Was Ouachita Ever Fined?

OUACHITA NURSING AND REHABILITATION CENTER has no federal fines on record. CMS issues fines when nursing homes fail to meet care standards or don't correct problems found during inspections. The absence of fines suggests the facility has either maintained compliance or corrected any issues before penalties were assessed. This is a positive indicator, though families should still review recent inspection reports for the full picture.

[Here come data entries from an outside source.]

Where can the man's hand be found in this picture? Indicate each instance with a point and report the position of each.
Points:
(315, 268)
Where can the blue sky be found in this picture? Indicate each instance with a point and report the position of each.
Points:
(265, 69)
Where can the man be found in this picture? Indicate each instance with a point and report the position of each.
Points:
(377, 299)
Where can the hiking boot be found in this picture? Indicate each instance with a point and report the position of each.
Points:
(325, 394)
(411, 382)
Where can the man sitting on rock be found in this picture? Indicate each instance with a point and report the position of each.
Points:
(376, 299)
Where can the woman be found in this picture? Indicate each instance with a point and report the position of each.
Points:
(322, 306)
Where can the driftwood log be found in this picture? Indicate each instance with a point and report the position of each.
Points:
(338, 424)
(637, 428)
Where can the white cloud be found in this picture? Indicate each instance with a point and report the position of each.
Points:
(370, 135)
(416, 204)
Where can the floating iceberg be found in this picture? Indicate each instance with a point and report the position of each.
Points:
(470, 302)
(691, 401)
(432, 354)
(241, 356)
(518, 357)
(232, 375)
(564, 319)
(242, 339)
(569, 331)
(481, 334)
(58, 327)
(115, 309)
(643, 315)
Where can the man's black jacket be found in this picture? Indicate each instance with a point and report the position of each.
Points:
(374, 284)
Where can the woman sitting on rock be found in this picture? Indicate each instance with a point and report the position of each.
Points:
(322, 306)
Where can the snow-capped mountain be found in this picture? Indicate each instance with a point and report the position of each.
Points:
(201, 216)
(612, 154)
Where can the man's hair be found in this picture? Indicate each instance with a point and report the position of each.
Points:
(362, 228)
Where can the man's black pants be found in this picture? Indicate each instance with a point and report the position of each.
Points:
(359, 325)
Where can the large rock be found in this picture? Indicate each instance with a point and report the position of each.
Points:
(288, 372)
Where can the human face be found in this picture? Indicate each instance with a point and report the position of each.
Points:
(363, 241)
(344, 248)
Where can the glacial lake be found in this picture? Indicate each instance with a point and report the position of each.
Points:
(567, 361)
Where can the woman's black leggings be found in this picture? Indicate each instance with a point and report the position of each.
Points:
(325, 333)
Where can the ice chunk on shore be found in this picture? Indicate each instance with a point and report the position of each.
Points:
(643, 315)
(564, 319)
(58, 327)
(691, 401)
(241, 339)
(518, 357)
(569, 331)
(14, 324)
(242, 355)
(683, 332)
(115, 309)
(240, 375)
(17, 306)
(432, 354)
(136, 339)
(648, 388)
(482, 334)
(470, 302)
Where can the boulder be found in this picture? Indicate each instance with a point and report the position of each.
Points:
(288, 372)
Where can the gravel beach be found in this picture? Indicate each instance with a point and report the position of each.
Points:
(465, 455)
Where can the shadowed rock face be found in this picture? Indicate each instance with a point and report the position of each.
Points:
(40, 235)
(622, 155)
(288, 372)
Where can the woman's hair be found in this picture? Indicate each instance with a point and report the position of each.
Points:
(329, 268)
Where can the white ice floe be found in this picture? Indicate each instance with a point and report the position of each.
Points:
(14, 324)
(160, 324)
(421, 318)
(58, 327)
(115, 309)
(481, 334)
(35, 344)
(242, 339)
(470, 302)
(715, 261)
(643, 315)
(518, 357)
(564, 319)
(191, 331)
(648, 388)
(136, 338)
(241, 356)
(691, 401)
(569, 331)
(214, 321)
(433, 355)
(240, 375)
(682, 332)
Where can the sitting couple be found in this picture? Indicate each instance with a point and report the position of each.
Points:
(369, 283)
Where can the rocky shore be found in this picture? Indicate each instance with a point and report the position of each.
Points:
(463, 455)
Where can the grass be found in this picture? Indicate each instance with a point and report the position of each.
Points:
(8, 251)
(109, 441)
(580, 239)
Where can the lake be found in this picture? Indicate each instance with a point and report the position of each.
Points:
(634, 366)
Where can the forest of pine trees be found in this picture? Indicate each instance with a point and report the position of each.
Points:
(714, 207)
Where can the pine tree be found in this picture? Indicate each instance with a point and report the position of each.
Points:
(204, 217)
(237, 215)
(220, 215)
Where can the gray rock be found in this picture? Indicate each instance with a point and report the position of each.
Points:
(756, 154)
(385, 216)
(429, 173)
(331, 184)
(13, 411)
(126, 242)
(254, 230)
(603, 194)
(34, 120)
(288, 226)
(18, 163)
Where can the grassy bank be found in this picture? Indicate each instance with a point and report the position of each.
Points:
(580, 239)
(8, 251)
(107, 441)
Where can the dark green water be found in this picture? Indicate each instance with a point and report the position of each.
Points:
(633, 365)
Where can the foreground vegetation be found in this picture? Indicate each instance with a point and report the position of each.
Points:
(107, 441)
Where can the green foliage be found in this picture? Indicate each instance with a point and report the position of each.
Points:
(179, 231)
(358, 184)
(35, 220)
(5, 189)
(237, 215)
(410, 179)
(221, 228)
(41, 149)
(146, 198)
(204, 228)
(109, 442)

Is Ouachita on Any Federal Watch List?

OUACHITA NURSING AND REHABILITATION CENTER is not on any federal watch list. The most significant is the Special Focus Facility (SFF) program, which identifies the bottom 1% of nursing homes nationally based on persistent, serious quality problems. Not being on this list means the facility has avoided the pattern of deficiencies that triggers enhanced federal oversight. This is a positive indicator, though families should still review the facility's inspection history directly.